Penyebaran luas hutan mangrove Kabupaten Sinjai yang telah ada sampai tahun 2011 sebagai berikut :

Tabel 3. Penyebaran luas hutan Mangrove Sinjai.
No
Nama Lokasi (Desa/Kel.)
Lingkungan / dusun
Luas (Ha)
Umur (Thn)
Tahun
Tanam
1.
Lappa
Lappa, Larea-rea, TappeE dan Talibunging
255
1 -30
1981 – 2011
2.
Balangnipa
Tokinjong, Batu-Batue, Tekolampe
81
2 - 25
1982 – 2010
3.
Samataring
Batu Lappa, Tui, Pangasa, Mangara Bombang
327
1 - 31
1980 – 2011
4.
Tongke-Tongke
Cempae, BentengE, Babana
227
1 - 29
1982 – 2011
5.
Panaikang
Maroanging, Baringeng, Karosi
106
1 - 24
1987 – 2011
6.
Pasimarannu
Passahakue, Marana
35
2 - 24
1987 – 2010
7.
Sanjai
Takalalla, Bisokeng, Ujung Kupang, Jahung-Jahung dan Kahu-Kahu
63
2 - 26
1985 – 2010
8.
Bua
Batang, Toboe
53
2 - 15
2006 - 2010
9.
Pattongko
Pakka
10
1 - 5
2006 - 2010
J U M L A H
1.157
-
-

  Sumber  :  Dinas PKT Tahun 1999, Disbunhut 2013.

PENGELOLAAN DAN PEMANFAATAN
Prinsip Pengelolaan dan Pemanfaatan
Berdasarkan peraturan  pengelolaan dan pelestarian hutan mangrove yang ada.

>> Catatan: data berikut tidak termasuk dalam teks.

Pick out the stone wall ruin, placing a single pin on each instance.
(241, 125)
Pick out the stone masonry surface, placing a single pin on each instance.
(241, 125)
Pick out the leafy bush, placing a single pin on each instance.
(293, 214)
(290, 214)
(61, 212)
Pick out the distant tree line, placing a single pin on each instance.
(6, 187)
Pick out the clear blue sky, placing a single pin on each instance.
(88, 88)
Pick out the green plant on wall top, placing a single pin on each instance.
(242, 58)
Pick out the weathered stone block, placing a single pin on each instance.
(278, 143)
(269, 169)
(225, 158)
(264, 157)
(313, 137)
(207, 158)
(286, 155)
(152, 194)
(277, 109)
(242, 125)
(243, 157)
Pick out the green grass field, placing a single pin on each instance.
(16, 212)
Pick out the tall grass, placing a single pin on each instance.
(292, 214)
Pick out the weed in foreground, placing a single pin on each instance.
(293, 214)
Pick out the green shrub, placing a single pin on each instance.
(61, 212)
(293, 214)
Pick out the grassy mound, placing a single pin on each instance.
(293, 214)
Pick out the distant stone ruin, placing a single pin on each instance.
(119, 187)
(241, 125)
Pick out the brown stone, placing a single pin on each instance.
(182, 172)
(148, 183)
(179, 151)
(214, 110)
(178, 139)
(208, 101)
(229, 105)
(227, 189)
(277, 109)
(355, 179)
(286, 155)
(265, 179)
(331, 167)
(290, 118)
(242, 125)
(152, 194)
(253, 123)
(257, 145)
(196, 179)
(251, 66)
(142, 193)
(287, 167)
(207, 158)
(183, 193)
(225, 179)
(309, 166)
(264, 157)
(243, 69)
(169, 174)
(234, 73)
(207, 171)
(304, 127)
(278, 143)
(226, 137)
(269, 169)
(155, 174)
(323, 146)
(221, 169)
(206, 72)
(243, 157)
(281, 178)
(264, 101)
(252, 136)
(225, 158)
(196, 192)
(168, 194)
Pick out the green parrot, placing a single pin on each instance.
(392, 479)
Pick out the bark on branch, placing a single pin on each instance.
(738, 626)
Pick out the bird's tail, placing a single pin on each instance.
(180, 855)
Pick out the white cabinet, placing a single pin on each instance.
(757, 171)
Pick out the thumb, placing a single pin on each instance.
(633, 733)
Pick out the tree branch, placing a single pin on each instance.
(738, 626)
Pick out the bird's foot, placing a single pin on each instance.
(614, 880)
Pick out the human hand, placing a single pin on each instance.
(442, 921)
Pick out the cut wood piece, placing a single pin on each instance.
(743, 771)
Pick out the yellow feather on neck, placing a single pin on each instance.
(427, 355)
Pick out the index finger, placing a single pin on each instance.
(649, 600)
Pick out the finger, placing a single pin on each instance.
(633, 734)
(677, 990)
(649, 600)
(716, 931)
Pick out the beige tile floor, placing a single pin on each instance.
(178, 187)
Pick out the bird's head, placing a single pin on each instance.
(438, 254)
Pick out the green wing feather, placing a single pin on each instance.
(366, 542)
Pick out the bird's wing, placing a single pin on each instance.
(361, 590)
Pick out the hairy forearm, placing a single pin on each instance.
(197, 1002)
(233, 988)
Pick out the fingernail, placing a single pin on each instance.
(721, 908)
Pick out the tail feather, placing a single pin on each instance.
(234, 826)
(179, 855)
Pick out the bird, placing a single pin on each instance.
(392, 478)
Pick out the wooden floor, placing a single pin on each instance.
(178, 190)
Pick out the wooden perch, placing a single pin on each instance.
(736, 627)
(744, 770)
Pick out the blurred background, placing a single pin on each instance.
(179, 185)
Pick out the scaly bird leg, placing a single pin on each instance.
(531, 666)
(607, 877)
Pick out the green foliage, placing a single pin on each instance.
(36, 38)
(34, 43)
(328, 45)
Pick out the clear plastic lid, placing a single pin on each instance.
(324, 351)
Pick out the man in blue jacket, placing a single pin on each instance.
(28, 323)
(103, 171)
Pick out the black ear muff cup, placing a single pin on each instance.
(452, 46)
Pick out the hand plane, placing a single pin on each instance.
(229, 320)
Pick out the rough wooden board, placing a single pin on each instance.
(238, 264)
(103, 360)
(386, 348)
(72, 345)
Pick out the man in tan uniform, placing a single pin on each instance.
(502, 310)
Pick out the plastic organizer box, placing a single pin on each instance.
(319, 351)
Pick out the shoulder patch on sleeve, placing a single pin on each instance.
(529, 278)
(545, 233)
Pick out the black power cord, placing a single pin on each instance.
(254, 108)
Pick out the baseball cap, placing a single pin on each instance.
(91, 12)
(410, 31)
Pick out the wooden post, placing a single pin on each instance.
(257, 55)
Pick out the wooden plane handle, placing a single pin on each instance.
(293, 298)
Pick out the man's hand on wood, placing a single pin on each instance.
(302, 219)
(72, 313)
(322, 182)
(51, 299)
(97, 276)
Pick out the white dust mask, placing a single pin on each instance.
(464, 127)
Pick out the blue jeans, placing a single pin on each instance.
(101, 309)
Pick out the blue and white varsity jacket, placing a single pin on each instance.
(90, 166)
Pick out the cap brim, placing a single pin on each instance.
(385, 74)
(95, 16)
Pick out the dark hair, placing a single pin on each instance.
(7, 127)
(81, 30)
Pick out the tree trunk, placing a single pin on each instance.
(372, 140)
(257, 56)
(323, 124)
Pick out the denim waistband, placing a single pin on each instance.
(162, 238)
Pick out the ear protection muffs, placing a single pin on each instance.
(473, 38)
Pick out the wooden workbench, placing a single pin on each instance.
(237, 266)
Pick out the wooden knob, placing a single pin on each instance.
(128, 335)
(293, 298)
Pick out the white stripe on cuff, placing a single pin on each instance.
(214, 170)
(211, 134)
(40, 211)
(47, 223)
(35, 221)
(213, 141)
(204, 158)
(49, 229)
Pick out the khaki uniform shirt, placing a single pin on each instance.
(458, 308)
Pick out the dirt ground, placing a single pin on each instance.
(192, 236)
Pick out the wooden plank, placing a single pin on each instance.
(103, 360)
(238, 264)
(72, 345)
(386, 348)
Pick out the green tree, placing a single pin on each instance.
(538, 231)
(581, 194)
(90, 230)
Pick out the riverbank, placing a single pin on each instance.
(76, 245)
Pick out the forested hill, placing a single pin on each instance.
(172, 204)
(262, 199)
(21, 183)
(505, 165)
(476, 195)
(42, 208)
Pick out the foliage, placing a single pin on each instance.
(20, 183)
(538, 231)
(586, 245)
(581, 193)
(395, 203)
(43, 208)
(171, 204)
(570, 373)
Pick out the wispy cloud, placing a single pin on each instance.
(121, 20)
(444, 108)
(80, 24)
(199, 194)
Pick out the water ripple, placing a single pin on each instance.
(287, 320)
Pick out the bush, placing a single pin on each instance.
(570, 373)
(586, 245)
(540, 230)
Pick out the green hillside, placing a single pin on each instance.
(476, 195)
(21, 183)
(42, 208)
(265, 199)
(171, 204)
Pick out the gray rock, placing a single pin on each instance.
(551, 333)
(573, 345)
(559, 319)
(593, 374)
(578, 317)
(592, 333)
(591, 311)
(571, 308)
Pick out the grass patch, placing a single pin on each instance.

Maka pengelolaan dan pemanfaatan hutan mangrove Kabupaten Sinjai diarahkan pada Prinsip Pembangunan  Berkelanjutan dan Berbasis Masyarakat.
Prinsip Pembangunan Berkelanjutan dalam pengelolaan Hutan Mangrove adalah pembangunan untuk memenuhi kebutuhan hidup saat ini tanpa merusak atau menurunkan kemampuan generasi mendatang untuk memenuhi kebutuhan hidupnya (WCED, 1987).
Secara garis besar konsep pembangunan berkelanjutan memiliki empat dimensi, yaitu:
a.      Dimensi Ekologis
b.      Dimensi Sosial-Ekonomi-Budaya
c.      Dimensi Sosial Politik
d.      Dimensi Hukum dan Kelembagaan
Prinsip Pengelolaan Berbasis Masyarakat (PBM) adalah suatu sistem pengelolaan sumberdaya alam di suatu tempat dimana masyarakat lokal ditempat tersebut terlibat secara aktif dalam proses pengelolaan sumberdaya alam yang terkandung di dalamnya.
Kriteria Pengelolaan Berbasis Masyarakat
-      Persiapan, perencanaan dan monitoring oleh masyarakat
-      Komitmen dan rasa memiliki dari masyarakat
-      Penentuan isu dan prioritas oleh masyarakat
-      Manfaat/keuntungan bagi masyarakat
-      Mulai dari apa yang masyarakat miliki (SD, Lembaga, Dsb)
-      Keputusan diambil bersama
-      Perlunya rapat konsultasi
-      Informasi seimbang
-      Terbuka
Karakteristik Pengelolaan Sumberdaya Alam Berbasis Masyarakat yang Sukses
-      Manfaat lebih besar dari harga yang harus dibayar/dibelikan
-      Merupakan kebutuhan bersama
-     Kelompok berbasis masyarakat melekat pada organisasi sosial atau pembaruan yang sudah ada.
-      Kelompok mempunyai kapasistas, kepemimpinan, pengetahuan dan kemampuan dalam mengelola tugasnya
-      Mempunyai aturan dan tata cara.
Kelebihan Pengelolaan Berbasis Masyarakat
-      Mampu mendorong pemerataan (equity) dalam pengelolaan sumberdaya pesisir
-      Mampu merefleksikan kebutuhan masyarakat lokal yang spesifik
-      Mampu meningkatkan manfaat lokal bagi seluruh anggota masyarakat yang ada
-      Mampu meningkatkan efisiensi secara ekonomi dan ekologi
-      Responsif dan adaptif terhadap variasi sosial dan lingkungan sosial
-      Masyarakat lokal termotivasi untuk mengelola sumberdaya secara berkelanjutan.
Model Pengelolaan dan Pemanfaatan
Beberapa model pengelolaan dan pemanfaatan hutan mangrove yang telah dikembangkan adalah sebagai berikut :
A.   Wanamina (Sylvofishery)
Wanamina (Sylvofishery); Wana = Tanaman Mangrove dan Mina = Sumberdaya Ikan adalah pola perpaduan antara kegiatan budidaya perikanan dengan kegiatan dan kepentingan kehutanan dalam suatu wilayah dan waktu yang sama.  Wanamina merupakan pola pendekatan teknis yang berusaha mengatasi permasalahan kelestarian hutan mangrove dan kesejehteraan masyarakat. 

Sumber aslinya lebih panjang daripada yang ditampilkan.